Когда мы с Морин остаемся одни, она берет стул и садится рядом, говорит:
— Наверное, мы не самые гостеприимные люди.
— Наверное, — говорю я. Язык у меня во рту, кажется, ворочается с большим трудом, распухший и горячий. — Но если бы вы подали мне стакан воды, я бы все простил.
Морин смотрит на меня, потом мотает головой, аккуратным, осмотрительным движением.
— Нет.
— Вы ведь не ради анализа крови не даете мне пить? Вы хотите проверить, выносливее я, чем другие или нет?
Морин не кивает и не качает головой, просто смотрит на меня очень внимательно, своими совсем не старушечьими глазами.
— Умный мальчик.
Она еще некоторое время молчит, рассматривая меня, потом говорит:
— Ты можешь поспать, пока я здесь.
— Я хочу есть, я хочу пить, мне неудобно лежать, у меня болит каждая из моих двести восьми костей.
Но как только Морин кладет руку мне на голову, так, как делала бы это бабушка, которую я никогда не знал, мягким, ласковым движением, я тут же зеваю. Кто как, а я не имею привычки смотреть в зубы дареным коням, поэтому если уж у меня есть шанс поспать, я посплю.

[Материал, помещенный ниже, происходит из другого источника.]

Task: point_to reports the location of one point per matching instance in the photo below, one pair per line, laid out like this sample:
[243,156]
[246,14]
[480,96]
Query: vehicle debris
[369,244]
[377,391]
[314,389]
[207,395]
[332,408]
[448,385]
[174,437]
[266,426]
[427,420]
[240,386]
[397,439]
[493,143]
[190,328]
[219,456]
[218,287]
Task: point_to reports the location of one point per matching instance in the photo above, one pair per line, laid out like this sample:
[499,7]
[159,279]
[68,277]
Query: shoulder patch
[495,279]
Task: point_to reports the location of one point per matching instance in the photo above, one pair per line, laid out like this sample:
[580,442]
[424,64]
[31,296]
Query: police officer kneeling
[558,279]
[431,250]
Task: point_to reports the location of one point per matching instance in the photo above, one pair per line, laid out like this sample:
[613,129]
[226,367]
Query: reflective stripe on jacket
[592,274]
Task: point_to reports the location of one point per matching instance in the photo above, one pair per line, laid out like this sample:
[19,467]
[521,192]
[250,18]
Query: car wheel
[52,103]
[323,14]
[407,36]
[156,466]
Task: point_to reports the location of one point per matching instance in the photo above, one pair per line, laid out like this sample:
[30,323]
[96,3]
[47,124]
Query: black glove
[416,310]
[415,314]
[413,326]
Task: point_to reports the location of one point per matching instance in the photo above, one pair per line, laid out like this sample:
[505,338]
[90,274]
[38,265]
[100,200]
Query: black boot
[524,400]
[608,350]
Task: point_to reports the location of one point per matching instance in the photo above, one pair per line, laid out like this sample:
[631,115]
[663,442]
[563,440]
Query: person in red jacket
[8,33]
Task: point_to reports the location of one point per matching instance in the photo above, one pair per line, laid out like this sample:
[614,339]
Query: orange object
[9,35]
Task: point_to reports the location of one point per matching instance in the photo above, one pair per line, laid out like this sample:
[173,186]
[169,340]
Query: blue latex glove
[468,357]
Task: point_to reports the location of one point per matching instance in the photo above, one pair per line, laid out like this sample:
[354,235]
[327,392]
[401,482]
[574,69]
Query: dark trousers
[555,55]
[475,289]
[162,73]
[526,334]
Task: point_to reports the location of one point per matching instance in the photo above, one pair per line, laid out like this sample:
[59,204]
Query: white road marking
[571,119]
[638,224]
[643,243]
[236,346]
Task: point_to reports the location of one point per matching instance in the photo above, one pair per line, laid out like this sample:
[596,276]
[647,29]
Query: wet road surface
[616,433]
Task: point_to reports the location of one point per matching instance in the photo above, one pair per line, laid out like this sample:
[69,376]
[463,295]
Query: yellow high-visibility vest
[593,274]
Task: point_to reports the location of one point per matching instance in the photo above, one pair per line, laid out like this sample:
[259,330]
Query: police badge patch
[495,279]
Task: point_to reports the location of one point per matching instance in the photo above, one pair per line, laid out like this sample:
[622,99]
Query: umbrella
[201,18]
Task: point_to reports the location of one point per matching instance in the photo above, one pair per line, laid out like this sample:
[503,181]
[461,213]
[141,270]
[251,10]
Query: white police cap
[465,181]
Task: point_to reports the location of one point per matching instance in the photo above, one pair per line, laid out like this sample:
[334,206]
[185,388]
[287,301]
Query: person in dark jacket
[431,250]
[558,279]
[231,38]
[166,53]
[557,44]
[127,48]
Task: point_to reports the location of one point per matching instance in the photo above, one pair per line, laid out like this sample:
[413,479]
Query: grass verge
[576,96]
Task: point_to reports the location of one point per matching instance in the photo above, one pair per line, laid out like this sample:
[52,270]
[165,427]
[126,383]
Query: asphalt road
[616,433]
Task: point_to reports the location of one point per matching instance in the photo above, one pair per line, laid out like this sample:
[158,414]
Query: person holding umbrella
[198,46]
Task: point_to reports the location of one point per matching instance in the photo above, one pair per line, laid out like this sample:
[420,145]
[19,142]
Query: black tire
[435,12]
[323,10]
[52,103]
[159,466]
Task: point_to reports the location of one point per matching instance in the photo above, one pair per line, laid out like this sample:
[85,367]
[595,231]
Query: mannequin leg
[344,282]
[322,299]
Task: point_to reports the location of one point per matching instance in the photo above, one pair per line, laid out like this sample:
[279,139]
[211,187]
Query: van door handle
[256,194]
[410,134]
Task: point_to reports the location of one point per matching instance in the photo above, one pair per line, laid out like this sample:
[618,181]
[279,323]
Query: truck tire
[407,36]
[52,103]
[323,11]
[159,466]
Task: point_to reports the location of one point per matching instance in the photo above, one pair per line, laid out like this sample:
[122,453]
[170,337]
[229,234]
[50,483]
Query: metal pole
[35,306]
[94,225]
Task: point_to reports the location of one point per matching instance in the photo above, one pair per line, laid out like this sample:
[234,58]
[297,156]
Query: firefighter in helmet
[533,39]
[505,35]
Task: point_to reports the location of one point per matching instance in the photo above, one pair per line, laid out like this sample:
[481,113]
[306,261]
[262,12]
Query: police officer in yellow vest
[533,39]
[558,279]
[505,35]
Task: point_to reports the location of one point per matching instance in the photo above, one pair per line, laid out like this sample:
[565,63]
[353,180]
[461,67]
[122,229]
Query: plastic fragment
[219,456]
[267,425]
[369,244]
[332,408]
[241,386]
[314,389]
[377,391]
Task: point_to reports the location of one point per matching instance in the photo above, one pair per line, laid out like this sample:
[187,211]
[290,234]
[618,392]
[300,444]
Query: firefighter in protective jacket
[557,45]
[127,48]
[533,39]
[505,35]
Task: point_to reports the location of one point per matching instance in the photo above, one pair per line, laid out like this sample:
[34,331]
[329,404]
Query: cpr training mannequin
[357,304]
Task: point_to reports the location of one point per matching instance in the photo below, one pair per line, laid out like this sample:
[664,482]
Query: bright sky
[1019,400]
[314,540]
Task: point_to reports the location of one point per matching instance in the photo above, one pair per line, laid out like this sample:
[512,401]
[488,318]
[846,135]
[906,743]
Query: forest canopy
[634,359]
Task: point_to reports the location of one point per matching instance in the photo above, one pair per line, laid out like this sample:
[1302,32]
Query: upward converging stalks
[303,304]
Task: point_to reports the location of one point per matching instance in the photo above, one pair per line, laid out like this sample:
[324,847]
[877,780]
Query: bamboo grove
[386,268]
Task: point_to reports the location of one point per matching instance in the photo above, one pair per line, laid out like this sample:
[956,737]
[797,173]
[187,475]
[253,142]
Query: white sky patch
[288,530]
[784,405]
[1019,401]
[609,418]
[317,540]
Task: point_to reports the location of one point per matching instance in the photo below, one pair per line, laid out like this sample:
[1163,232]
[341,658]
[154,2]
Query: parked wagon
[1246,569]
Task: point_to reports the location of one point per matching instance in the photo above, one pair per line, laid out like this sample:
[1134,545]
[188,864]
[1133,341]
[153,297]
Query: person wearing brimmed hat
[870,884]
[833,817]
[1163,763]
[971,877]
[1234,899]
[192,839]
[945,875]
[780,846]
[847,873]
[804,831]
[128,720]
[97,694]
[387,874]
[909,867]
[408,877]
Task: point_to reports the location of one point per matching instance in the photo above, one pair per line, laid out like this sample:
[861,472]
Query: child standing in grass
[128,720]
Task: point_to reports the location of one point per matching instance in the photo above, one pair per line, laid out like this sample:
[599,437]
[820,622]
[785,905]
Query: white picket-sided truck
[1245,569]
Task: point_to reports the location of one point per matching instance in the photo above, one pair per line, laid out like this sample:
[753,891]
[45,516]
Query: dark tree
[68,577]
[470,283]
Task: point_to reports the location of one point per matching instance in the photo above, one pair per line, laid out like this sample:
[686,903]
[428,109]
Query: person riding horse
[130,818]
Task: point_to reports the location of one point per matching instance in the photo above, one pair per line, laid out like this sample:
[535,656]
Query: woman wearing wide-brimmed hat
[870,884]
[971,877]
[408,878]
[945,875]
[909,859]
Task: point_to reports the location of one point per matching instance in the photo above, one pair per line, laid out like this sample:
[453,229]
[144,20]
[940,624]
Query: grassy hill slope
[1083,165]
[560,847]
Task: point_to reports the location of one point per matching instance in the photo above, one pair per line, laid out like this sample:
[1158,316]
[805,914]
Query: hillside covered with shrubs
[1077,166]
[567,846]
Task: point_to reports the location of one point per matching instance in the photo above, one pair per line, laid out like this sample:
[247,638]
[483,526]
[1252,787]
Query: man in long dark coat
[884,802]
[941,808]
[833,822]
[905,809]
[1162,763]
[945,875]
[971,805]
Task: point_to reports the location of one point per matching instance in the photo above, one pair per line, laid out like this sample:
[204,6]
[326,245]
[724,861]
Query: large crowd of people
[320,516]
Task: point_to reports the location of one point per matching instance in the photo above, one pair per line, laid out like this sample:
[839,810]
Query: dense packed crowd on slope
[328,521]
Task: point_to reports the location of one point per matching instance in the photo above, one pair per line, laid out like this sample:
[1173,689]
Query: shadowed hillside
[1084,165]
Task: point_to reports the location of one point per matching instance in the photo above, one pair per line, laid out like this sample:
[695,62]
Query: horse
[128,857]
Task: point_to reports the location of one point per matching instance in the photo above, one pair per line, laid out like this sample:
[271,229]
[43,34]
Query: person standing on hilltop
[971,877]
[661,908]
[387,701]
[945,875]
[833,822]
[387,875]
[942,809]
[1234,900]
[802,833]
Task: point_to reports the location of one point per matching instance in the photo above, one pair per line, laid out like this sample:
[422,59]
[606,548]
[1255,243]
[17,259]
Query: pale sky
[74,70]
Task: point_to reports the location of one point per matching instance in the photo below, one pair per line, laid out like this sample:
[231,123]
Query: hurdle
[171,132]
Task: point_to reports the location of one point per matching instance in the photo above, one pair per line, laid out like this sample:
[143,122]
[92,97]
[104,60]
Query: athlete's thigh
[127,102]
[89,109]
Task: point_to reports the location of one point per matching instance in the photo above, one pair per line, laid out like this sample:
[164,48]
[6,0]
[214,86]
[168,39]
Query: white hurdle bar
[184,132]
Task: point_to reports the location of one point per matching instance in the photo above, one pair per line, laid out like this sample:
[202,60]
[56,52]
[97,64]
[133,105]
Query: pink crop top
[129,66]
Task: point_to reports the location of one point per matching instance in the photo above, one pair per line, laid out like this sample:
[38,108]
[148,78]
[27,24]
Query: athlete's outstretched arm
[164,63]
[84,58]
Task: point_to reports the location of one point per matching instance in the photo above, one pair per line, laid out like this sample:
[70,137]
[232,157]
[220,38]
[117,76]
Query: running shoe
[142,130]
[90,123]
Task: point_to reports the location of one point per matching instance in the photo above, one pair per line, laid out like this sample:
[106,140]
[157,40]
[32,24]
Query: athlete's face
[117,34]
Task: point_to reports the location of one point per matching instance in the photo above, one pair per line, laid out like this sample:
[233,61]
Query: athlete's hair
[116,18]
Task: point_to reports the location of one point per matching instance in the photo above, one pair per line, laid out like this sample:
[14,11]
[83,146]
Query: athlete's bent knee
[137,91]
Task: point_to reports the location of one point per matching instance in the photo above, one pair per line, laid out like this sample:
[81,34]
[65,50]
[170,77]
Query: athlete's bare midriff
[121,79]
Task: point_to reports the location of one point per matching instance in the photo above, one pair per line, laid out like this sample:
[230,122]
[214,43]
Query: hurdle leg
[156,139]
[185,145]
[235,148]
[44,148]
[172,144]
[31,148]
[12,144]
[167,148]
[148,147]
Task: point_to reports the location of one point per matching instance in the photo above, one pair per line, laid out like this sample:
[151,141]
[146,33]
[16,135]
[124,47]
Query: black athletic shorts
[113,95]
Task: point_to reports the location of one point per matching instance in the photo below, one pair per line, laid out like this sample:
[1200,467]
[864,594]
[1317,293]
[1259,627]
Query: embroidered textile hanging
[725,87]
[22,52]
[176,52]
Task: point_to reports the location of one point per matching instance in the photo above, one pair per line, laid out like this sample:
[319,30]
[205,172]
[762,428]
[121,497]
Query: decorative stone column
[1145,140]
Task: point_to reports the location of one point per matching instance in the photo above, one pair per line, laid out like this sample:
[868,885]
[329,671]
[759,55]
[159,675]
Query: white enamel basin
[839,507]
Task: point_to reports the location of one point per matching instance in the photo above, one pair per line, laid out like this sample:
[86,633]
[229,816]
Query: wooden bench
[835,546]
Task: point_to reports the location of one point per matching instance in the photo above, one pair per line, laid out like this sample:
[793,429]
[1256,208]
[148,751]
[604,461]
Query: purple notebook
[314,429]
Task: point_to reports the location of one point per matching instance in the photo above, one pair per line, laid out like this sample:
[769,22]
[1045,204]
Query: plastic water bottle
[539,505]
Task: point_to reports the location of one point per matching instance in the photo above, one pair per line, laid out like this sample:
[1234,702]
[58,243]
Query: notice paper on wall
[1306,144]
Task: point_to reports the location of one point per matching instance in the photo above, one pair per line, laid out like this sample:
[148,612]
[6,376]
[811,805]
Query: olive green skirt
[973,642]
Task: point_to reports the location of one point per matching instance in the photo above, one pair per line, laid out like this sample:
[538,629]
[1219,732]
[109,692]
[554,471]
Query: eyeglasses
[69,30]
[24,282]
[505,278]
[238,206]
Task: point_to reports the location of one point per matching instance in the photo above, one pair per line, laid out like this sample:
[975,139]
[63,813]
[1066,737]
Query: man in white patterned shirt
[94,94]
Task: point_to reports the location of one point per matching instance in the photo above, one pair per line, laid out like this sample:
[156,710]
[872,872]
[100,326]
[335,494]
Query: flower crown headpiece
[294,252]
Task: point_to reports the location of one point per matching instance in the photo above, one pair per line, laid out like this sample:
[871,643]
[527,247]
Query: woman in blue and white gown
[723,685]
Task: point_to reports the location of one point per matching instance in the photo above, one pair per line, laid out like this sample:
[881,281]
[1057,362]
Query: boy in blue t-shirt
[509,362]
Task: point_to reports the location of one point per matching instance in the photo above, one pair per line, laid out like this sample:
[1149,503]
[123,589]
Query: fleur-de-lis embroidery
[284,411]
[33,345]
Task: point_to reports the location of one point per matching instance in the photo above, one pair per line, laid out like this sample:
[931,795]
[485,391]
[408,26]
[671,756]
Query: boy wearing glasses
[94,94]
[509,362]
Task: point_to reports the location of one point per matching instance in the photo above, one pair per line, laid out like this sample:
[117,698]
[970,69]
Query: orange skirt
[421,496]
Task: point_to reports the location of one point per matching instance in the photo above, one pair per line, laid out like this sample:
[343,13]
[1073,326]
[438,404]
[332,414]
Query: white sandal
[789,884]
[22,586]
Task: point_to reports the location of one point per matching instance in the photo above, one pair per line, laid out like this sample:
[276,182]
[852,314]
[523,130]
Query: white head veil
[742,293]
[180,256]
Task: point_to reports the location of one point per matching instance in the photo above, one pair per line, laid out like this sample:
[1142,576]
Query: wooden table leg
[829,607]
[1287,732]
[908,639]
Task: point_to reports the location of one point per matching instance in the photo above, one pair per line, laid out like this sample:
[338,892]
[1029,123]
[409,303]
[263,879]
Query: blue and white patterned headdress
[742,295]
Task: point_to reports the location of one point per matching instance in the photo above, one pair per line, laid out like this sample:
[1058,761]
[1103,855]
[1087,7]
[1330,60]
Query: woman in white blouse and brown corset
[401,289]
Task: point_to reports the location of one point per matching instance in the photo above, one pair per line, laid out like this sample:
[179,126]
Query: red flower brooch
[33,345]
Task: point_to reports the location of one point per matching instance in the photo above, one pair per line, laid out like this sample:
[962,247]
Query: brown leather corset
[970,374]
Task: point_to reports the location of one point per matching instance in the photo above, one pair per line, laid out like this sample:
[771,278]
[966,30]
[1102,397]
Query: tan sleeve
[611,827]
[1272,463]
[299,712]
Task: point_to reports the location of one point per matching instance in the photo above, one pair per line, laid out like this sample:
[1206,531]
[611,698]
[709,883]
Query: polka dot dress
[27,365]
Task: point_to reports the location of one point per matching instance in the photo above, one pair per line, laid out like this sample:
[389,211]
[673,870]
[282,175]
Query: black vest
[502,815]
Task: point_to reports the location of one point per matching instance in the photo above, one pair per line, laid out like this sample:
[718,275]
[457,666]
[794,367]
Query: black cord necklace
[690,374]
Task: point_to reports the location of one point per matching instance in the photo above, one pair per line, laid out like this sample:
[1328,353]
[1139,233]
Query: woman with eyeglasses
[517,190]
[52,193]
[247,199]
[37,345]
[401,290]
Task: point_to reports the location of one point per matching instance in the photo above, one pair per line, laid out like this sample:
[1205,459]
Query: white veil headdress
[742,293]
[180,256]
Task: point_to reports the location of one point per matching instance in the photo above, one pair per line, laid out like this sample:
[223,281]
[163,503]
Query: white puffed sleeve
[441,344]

Я долго пытаюсь оказаться в мире мертвых, но когда засыпаю, то снится мне снова цветной, настоящий сон, который нагнала на меня Морин. Мне снится наш сад, и прекрасная летняя ночь, из тех, когда все в мире кажется красивым, правильным, поправимым. Одурительно пахнет садовыми цветами и влажной, холодной землей. Я вижу Мэнди, которая сидит на краю разрытой ямы и болтает ногами. На ней летнее, легкое, но черное платье, и движения у нее такие же легкие.
Но она плачет. Никогда я не видел, чтобы Мэнди плакала. Мильтон говорит, что ей можно вырезать аппендицит без анестезии, и она не пустит и слезинки. Но сейчас Мэнди плачет, совершенно беззвучно, не всхлипывая, не вздыхая: слезы просто текут у нее по щекам, падая в бездну ямы, над которой она болтает ногами. Как только в саду появляется отец, Мэнди утирает слезы, говорит:
— А если яма будет слишком глубокая? А если она будет недостаточно глубокая? Он сможет выбраться?